Warm tier (sampled): per-frame log for 1 frame per camera per minute (frame_id, ts, n_detections, confidences[], bboxes[]). Stored as rotated JSONL.
Cold tier (audit): one full-resolution frame per camera per hour, immutable, retained for the project’s life (per phase-ii-preview.md §3).
Total log volume ≈ 50–200 MB/day, dwarfed by video buffer.
Logs go to local SQLite (telemetry table) + rotated JSONL. No external log service in Phase I — Tailscale-pulled logs only. Phase II revisit when AWS comes online.
Alert routing
Section titled “Alert routing”| Severity | Channel | Audience |
|---|---|---|
| Banner (UI) | Dashboard top bar, Spanish + English | Ronald + anyone with dashboard access |
| Log | journalctl on Jetson + Tailscale-pullable | Sophia / Andrew |
| Page (P1) | OPEN[Sophia, by 2026-06-15]: Slack/Discord/email/SMS — pick one channel. Most likely: Discord webhook (free) or email via Mailgun/Resend. | Sophia, escalate to Andrew if no ack in 4 h |
| Auto-mitigate | systemd restart, suppress phantom cycle | (none — silent recovery, but logged) |
Ronald has no email / calendar / phone in any of Sophia’s connected services (per docs/overview/people.md). All Ronald-facing alerts must surface in the dashboard banner. Email-to-Ronald is not a path in Phase I.
Alternatives considered
Section titled “Alternatives considered”| Alt | Why rejected |
|---|---|
| No self-monitoring; trust the model | The “silent lie” problem is the whole point of this doc. Hard no. |
| Datadog / Sentry / production observability stack | Overkill, costly, requires cloud connection. Phase II revisit. |
| Confidence threshold alerts only (single metric) | Misses the most common failures: phantom cycles (confidence is fine), camera bumps (confidence is fine), state machine bugs. |
| Email Ronald on every alert | Ronald has no email path in our infrastructure. Even if he did, alert fatigue would shut him down within a week. |
| Auto-pause the whole system on any B-level alert | Too aggressive; lighting changes are constant. Soft-banner + log is the right level for B-tier. |
| No kill-switch | Risk of silently-wrong production numbers driving real plant decisions. Hard no. |
Open questions
Section titled “Open questions”- OPEN[Sophia, by 2026-06-01]: Pick the page channel. Discord webhook is the cheapest and we already have a Discord; Mailgun free tier (5K/mo) is the more “production” answer.
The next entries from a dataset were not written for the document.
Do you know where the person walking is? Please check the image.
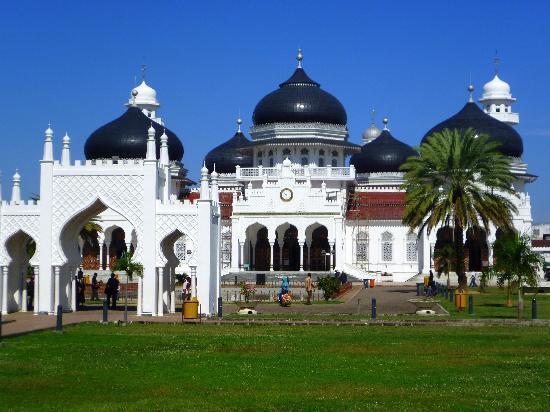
[92,273,99,301]
[306,273,313,305]
[105,273,120,309]
[27,276,34,310]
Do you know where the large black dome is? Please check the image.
[350,130,418,173]
[252,67,347,125]
[204,130,252,173]
[422,102,523,157]
[84,107,183,161]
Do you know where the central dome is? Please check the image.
[84,107,183,161]
[252,59,347,126]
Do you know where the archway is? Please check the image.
[308,226,331,271]
[281,225,300,271]
[253,226,271,270]
[464,227,489,272]
[2,230,36,313]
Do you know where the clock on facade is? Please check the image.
[280,188,293,202]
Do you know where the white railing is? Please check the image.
[235,165,355,179]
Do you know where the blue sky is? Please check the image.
[0,0,550,222]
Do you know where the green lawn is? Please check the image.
[0,324,550,411]
[437,288,550,319]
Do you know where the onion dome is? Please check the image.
[84,106,183,161]
[252,50,347,126]
[362,109,382,144]
[422,87,523,157]
[350,119,418,173]
[204,119,253,173]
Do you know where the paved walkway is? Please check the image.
[2,286,432,336]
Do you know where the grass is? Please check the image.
[437,288,550,319]
[0,324,550,411]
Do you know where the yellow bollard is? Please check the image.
[183,298,199,319]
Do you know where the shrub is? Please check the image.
[317,276,342,300]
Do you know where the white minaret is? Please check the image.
[145,123,157,160]
[479,57,519,126]
[11,169,21,205]
[61,132,71,166]
[42,124,53,162]
[160,129,170,166]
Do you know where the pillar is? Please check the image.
[157,267,164,316]
[298,242,305,272]
[168,266,176,313]
[2,266,8,315]
[136,276,143,316]
[329,242,335,270]
[239,242,244,271]
[33,266,40,315]
[53,266,61,314]
[69,271,78,312]
[269,241,275,272]
[105,242,111,270]
[20,273,27,312]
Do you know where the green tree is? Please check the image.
[493,233,544,319]
[434,244,455,289]
[401,129,517,289]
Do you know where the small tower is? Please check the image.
[11,169,21,205]
[479,57,519,126]
[61,132,71,166]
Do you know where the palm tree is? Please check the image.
[401,129,517,289]
[493,233,544,319]
[434,244,455,289]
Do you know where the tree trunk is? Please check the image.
[454,226,468,290]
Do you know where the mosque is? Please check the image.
[0,51,536,316]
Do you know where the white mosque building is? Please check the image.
[0,52,536,316]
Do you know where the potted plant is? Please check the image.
[235,282,256,309]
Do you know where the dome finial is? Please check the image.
[140,64,147,82]
[468,82,474,103]
[493,49,500,76]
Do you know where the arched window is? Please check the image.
[382,232,393,262]
[406,233,418,262]
[355,226,369,263]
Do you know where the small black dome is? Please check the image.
[422,102,523,157]
[204,131,252,173]
[350,130,418,173]
[84,107,183,161]
[252,67,347,126]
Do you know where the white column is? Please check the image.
[53,266,61,314]
[69,270,77,312]
[329,242,334,270]
[33,266,40,315]
[157,268,164,316]
[2,266,8,315]
[169,266,176,313]
[298,242,305,272]
[239,242,244,271]
[20,274,27,312]
[137,276,143,316]
[269,241,275,272]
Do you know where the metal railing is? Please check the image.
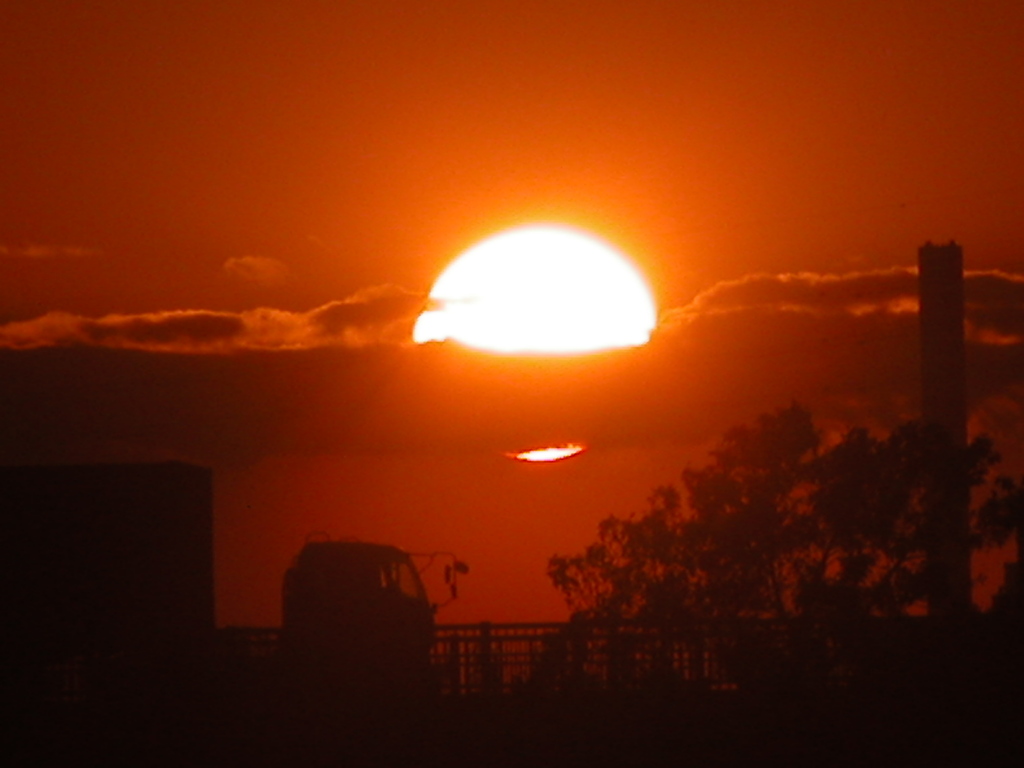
[220,622,815,695]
- OPEN[Ronald via Armando, by 2026-06-15]: When the dashboard banner is in Spanish, what term does Ronald already use for “system degraded”? Match plant vernacular, don’t invent terminology.
- OPEN[Andrew, by 2026-05-30]: Form AI’s playbook for what’s “alertable” vs “log-only” — crib from it.
- OPEN[Sophia, before validation W2]: Does the kill-switch fire during the validation window itself, or is it suppressed so the paper can report what happens with no human-mitigation? Recommendation: kill-switch fires during validation but the underlying
cycle_eventstable continues to record; the dashboard display is what hides numbers. The paper analyzes the unfiltered table. - OPEN[Agent C]: Jetson thermal sensor read path. Without it, A3 is unmonitorable.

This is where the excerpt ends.